Heather Prosser’s daughter, Gabrielle, started playing hockey when she was in grade two. The now 12-year-old took to the ice like a natural. “She loved skating and going after that puck,” says Prosser, who lives in Bowmanville, Ont. After scoring a whopping 55 goals during her first season, Gabrielle was called up to play as a substitute on a more competitive team that year, and the positive experience left her wanting more. “She begged to play on a rep team,” says Prosser. “She asked us every single day and promised to do her very best.”
With two nephews already playing at the competitive level, Prosser knew it would involve more time and money than recreational hockey. She and her husband also wondered how the change might affect their daughter—and, indeed, the whole family. They were right to wonder. Moving into rep sports—a more competitive level than recreational—is a big decision, one that ultimately needs to be made by the parents, regardless of how enthusiastic your little athlete is. “Even if your kid is motivated, good at a certain sport and better than other children, you still need to keep your hands on the reins and investigate,” says Paul Jurbala of Canadian Sport for Life, an organization that aims to improve the quality of sport and physical activity in Canada.
So if your kid’s been told she’s one of the best players on her team and is asked to think about moving up, what should you do? Here are some questions to ask yourself (and your kid, too) before saying yes to rep.
Prosser says Gabrielle practises for an hour about four times a week—and that doesn’t include games or tournaments. This is pretty typical for most rep athletes. What’s more, practices are often at night, which can cut into family dinners or lead to later bedtimes.
Buying equipment and paying registration fees, not to mention the costs of travel for tournaments and pre-game meals, can put some families in a financial bind. Prosser, for one, spends approximately $5,000 a year on Gabrielle’s hockey.
More competition means higher stakes, which can lead to a lot of stress for kids. There are some potentially upsetting aspects of rep sports: She could be given less playing time in favour of stronger players, she could be cut from the team, or she might make it while her BFF might not. Walk her through these scenarios and gauge her reaction. She’ll also have to be self-motivated. She needs to know that you won’t tolerate having to drag her out of bed or nag her to pack her bag.

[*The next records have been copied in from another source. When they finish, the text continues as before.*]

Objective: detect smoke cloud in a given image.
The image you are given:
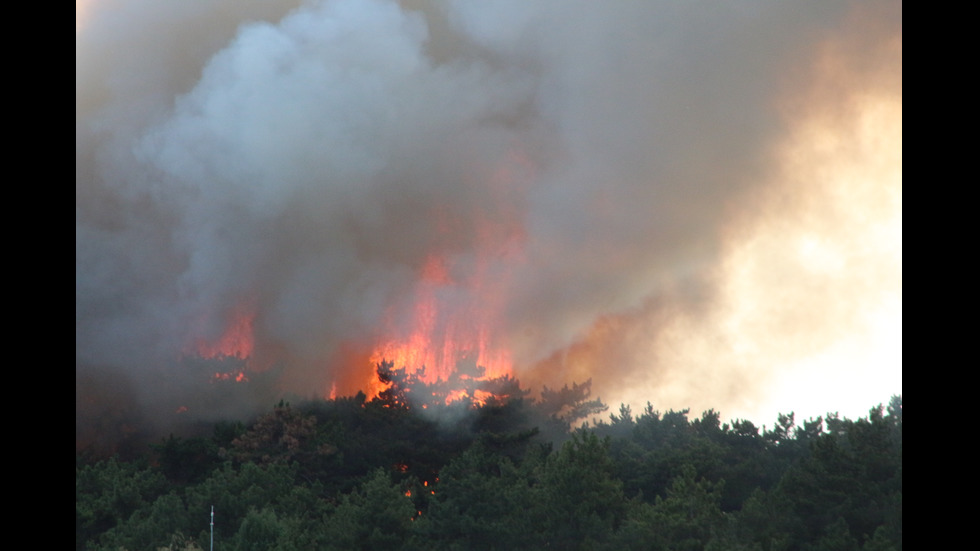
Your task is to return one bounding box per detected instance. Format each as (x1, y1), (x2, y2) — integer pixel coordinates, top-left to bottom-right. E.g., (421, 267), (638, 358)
(75, 0), (901, 440)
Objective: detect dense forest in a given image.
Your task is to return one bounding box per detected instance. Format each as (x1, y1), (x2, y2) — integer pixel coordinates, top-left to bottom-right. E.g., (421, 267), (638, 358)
(75, 364), (902, 551)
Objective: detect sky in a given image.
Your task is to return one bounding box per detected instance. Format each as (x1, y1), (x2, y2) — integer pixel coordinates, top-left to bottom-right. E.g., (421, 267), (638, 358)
(75, 0), (902, 440)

The physical requirements can be a lot for some kids, too. Let yours know she’ll need to perform at a higher level and will be pushed a lot harder than she’s used to. Try to visit the current rep team during a practice to get a sense of the competitiveness required and to find out whether your kid can fit in.
Some parents are quick to say yes to rep sports because they hope the hours of intense practice could lead to a future career in pro sports. It’s natural to fantasize about your kid becoming the next Sidney Crosby, but opportunities in professional sports are extremely limited. No matter how talented your kid is, the chances she’ll become a pro are very low.
After much debate and deliberation, Prosser and her husband decided to let Gabrielle join the rep hockey team. She seemed to want to play rep for all the right reasons—citing a desire to get more of a challenge and to improve her skills. Prosser was able to alter her work hours to make time for practices, while her husband chose to use his vacation days for tournaments. “It’s an adjustment,” she admits. “But for us, the time and financial requirements are worth it, because she wants it so much.”
Did you know? ParticipAction, a non-profit organization that promotes physical activity for Canadians, reports that if a girl isn’t participating in a sport by age 10, there’s only a 10 percent chance she’ll be physically active at age 25.